Mapping Rete algorithm to FOL and then to RDF/N3

Well, I was hoping to hold off on the ongoing work I've doing with FuXi, until I could get a decent test suite working, but I've been engaged in several threads (older) that left wanting to elaborate a bit.

There is already a well established precedent with Python/N3/RDF reasoners (Euler, CWM, and Pychinko). FuXi used to rely on Pychinko, but I decided to write a Rete implementation for N3/RDF from scratch - trying to leverage the host language idioms (hashing, mappings, containers, etc..) as much as possible for areas where it could make a difference in rule evaluation and compilation.

What I have so far is more Rete-based than a pure Rete implementation, but the difference comes mostly from the impedance between the representation components in the original algorithm (which are very influenced by FOL and Knowledge Representation in general) and those in the semantic web technology stack.

Often with RDF/OWL, there is more talk than neccessary, so I'll get right to the meat of the semantic mapping I've been using. This assumes some familiarity with the original algorithm. Some references:

Tokens

The working memory of the network is fed by an N3 graph. Tokens represent the propagation of RDF triples (no variables or formulae identifiers) from the source graph through the rule network. These can represent token addition (where the triples are added to the graph - in which case the live network can be associated with a live RDF graph) and token removals (where triples are removed from the source graph). When tokens pass an alpha nodes intra-element test (see below) the tokens are passed on with a subtitution / mapping of variables in the pattern to the corresponding terms in the triples. This variable substitution is used to check for consistent variable bindings across beta nodes.

ObjectType Nodes and Working Memory

ObjectType nodes can be considered equivalent to the test for concept subsumption (in Description Logics). and therefore equivalent to the alpha node RDF pattern:

?member rdf:type ?klass.

'Classic' Alpha node patterns (the one below is taken directly from the original paper) map to multiple RDF-triple alpha node patterns:

(Expression ^Op X ^Arg2 Y)

Would be equivalent to the following triples patterns (the multiplicative factor is that RDF assertions are limited to binary predicates):

  • ?Obj rdf:type Expression
  • ?Obj Op ?X
  • ?Obj Arg2 ?Y

Alpha Nodes

Alpha nodes correspond to patterns in rules, which can be

  1. Triple patterns in N3 rules
  2. N-array functions.

Alpha node intra-element tests have a 'default' mechanism for matching triple patterns or they exhibit the behavior associated with a registered set of N-array functions - the core set coincide with those used by CWM/Euler/Pychinko (and often called N3 built-ins).
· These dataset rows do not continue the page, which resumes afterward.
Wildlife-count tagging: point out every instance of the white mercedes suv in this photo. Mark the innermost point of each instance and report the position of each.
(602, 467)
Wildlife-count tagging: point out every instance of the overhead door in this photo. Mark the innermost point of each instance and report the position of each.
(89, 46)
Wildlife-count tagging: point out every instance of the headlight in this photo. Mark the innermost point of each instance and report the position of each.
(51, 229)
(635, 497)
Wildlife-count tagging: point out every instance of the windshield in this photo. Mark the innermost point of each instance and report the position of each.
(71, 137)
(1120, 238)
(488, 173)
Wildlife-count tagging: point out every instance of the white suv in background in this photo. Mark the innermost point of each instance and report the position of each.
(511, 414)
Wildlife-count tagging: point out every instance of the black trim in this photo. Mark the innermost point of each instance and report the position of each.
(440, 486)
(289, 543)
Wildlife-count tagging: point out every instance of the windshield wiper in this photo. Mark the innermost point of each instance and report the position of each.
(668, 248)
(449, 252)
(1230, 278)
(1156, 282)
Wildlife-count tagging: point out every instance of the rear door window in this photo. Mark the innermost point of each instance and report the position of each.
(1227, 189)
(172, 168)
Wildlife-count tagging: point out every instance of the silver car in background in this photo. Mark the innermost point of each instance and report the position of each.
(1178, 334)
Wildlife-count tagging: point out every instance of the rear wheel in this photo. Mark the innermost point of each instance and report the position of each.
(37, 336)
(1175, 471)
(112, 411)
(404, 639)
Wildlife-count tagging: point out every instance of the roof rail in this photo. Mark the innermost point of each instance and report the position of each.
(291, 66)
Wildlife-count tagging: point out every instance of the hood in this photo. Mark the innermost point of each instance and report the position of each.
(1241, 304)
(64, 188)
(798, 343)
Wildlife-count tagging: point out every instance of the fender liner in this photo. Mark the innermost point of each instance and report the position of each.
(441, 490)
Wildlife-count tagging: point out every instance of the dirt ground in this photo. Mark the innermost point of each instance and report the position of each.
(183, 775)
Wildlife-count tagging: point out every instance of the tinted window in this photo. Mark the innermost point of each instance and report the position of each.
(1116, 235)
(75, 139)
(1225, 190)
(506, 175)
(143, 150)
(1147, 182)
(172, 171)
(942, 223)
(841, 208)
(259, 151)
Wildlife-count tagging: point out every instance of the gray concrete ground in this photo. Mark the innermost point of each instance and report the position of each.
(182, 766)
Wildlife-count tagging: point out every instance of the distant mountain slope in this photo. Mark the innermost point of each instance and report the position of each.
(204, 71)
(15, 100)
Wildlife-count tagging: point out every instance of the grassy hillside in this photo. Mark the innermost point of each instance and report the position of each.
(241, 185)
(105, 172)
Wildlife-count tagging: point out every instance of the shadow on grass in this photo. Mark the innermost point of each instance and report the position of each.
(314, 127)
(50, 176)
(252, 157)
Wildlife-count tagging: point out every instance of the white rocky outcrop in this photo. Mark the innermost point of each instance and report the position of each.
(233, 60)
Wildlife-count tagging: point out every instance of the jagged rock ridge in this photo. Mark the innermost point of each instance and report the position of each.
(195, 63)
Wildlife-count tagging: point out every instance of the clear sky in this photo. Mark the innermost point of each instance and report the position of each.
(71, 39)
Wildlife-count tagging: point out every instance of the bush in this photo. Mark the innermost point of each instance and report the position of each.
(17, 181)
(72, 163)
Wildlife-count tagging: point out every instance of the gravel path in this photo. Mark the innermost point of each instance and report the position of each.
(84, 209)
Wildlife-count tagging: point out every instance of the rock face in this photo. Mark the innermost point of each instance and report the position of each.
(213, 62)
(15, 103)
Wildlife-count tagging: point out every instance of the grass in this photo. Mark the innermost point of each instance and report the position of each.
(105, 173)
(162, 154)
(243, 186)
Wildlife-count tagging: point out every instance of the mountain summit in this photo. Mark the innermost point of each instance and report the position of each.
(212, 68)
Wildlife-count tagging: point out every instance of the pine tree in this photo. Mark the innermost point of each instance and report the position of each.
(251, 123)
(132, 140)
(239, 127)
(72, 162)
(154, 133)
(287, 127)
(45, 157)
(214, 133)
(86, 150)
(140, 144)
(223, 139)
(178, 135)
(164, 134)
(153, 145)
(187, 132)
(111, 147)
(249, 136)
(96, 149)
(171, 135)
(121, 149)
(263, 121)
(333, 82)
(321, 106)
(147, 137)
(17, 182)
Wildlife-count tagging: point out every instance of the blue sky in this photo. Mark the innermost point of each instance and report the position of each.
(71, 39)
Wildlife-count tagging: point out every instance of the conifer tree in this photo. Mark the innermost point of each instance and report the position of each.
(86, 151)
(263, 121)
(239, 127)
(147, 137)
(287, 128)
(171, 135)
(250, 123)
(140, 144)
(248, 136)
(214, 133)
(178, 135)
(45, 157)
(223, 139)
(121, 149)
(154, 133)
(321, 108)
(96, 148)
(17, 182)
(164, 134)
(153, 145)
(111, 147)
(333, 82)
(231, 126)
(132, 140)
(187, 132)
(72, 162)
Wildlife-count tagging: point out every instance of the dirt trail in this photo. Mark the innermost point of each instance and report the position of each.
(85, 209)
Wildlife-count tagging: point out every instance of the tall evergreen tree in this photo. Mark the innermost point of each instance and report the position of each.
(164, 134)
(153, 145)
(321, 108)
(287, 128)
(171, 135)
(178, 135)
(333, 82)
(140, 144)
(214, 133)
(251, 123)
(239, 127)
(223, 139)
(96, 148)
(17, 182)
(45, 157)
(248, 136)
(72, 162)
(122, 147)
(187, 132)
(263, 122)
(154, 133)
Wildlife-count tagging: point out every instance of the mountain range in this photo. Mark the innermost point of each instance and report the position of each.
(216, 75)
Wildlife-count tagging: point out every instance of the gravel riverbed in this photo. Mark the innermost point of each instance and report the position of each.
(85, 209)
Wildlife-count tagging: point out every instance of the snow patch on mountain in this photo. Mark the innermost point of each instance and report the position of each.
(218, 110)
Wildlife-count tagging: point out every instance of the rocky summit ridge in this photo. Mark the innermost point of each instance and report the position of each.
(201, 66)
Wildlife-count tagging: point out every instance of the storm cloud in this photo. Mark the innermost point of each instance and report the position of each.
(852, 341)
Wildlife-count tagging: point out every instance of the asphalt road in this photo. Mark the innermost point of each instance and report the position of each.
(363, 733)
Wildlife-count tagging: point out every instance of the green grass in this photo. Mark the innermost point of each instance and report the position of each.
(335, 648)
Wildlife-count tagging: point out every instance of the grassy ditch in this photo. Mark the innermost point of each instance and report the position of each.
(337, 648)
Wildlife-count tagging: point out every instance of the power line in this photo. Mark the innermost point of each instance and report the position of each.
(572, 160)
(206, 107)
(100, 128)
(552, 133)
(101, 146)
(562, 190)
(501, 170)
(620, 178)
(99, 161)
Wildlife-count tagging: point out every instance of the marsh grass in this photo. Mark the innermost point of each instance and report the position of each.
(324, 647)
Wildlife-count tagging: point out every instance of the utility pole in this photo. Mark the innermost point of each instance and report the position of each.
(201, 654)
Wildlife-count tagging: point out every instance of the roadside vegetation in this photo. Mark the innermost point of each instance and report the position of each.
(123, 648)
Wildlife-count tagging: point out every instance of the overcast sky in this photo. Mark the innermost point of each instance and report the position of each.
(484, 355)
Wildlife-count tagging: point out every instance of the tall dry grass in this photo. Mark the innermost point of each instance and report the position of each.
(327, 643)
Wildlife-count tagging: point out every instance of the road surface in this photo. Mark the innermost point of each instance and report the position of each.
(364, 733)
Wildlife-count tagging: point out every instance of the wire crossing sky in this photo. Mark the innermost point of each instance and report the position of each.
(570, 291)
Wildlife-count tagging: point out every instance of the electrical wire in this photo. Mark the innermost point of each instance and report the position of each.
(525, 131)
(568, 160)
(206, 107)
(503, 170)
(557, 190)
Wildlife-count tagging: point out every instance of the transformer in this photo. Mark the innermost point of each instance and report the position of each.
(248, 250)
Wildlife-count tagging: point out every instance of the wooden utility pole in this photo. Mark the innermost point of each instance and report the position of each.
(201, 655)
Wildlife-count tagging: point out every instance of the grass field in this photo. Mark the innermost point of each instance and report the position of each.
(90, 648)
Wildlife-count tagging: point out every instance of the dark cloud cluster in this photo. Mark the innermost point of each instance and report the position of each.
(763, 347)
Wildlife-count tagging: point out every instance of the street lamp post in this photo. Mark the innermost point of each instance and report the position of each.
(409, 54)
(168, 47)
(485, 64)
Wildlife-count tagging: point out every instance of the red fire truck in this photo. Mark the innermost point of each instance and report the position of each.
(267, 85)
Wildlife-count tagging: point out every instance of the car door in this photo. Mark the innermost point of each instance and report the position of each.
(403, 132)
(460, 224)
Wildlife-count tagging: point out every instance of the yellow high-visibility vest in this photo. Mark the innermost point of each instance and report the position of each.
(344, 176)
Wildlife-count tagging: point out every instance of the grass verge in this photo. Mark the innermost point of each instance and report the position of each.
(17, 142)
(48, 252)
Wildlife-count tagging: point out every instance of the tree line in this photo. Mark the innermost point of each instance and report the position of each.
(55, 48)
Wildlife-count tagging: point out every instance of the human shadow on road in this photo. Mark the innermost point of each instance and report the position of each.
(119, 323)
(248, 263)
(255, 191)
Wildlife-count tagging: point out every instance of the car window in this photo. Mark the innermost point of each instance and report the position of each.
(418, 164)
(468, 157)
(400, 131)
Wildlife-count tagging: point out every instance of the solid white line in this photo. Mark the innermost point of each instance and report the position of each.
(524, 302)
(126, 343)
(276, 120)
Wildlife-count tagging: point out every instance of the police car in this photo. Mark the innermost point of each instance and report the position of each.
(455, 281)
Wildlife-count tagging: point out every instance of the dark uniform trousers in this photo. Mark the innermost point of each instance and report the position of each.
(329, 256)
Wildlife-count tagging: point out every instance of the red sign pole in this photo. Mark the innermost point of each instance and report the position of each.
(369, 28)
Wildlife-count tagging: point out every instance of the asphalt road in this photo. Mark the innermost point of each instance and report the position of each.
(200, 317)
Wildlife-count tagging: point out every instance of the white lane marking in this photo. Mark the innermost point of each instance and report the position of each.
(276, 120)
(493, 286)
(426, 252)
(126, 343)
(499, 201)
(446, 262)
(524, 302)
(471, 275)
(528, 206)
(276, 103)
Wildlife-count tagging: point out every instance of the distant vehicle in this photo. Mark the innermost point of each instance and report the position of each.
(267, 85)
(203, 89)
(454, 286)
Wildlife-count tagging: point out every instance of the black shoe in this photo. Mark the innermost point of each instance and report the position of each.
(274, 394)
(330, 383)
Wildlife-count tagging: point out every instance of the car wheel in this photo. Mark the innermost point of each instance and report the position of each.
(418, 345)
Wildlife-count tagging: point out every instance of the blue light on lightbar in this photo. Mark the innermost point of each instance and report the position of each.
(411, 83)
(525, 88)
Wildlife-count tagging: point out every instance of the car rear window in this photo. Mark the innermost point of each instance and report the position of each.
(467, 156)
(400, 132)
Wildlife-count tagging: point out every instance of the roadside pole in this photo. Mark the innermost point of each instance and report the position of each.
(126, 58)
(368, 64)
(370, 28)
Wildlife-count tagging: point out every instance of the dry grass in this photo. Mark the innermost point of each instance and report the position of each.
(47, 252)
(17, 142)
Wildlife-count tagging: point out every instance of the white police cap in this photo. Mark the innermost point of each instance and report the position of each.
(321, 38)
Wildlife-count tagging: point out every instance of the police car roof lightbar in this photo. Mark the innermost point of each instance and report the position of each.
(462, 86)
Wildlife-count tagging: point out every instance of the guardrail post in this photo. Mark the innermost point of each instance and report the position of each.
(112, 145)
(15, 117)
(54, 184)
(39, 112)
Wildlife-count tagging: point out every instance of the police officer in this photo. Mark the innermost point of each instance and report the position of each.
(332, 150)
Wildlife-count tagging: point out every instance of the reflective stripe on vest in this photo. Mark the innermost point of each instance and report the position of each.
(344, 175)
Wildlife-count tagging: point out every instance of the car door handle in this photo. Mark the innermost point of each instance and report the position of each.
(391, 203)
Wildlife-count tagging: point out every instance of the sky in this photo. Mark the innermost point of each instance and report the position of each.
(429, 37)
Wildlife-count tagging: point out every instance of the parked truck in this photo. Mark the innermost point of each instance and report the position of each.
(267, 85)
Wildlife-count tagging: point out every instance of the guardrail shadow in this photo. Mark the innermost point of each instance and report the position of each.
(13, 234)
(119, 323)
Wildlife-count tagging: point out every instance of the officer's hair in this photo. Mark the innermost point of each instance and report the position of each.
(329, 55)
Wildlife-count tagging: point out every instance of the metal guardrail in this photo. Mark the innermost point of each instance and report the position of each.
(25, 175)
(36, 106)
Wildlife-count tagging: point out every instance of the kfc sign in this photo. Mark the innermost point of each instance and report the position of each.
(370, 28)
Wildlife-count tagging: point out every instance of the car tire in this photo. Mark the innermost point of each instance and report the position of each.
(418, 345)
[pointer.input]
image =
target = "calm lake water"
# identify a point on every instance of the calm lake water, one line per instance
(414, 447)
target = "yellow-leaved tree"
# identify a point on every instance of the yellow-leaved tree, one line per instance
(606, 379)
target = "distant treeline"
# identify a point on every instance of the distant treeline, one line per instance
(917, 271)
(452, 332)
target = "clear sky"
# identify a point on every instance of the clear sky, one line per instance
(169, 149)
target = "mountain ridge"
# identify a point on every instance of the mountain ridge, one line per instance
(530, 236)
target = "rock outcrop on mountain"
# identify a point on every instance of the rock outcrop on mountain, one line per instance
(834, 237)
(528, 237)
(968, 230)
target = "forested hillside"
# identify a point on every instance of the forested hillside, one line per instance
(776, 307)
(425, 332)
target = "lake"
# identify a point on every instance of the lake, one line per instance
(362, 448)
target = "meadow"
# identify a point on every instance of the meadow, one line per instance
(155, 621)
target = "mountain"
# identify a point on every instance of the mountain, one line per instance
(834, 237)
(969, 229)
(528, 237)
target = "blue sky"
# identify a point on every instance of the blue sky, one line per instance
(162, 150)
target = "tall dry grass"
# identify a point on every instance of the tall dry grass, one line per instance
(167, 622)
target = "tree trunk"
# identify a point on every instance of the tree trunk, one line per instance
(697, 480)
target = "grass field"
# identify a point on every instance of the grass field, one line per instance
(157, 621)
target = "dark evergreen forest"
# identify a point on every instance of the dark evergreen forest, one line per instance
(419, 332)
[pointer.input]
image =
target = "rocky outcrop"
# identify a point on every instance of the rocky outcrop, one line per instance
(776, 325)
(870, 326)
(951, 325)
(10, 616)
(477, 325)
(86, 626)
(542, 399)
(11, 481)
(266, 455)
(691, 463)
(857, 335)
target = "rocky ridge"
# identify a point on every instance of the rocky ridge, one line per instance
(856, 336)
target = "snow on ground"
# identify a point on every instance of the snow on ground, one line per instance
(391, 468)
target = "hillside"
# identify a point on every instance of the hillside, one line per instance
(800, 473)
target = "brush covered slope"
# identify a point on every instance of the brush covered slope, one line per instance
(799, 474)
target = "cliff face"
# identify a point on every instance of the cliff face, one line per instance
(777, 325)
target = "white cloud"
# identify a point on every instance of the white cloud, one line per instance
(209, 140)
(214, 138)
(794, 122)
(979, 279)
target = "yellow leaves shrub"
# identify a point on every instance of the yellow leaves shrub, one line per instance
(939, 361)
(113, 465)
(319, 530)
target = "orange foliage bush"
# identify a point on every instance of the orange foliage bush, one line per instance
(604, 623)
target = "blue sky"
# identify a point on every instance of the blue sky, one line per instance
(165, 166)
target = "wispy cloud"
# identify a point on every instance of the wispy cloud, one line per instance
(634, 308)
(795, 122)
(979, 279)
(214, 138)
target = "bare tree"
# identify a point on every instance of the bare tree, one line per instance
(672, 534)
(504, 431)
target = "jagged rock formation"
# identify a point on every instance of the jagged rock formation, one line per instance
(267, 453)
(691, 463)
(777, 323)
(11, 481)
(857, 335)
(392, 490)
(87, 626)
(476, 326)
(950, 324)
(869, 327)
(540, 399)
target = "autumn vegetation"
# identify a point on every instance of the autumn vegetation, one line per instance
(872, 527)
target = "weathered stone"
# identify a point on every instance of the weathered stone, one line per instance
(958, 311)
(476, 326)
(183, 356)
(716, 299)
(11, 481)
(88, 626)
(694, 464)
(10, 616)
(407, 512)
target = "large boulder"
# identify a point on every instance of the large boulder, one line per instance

Fuxi will support an extension mechanism for registering additional N-array N3 functions by name which associate them with a Python function that implements the constraint in a similar fashion to SPARQL extension functions. N-aray functions are automatically propagated through the network so they can participate in Beta Node activation (inter-element testing in Rete parlance) with regular triple patterns, using the bindings to determine the arguments for the functions.

The default mechanism is for equality of non-variable terms (URIs).

Beta Nodes

Beta nodes are pretty much verbatim Rete, in that they check for consistent variable substitution between their left and right memory.This can be considered similar to the unification routine common to both forward and backward chaining algorithms which make use of the Generalized Modus Ponens rule. The difference is that the sentences aren't being make to look the same but the existing variable substitutions are checked for consistency. Perhaps there is some merit in this similarity that would make using a Rete network to faciliate backward-chaining and proof generation an interesting possiblity, but that has yet to be seen.

Terminal Nodes

These correspond with the end of the LHS of a N3 rule, and is associated with the RHS and when 'activated' they 'fire' the rules, apply the propaged variable substitution, and add the newly inferred triples to the network and to the source graph.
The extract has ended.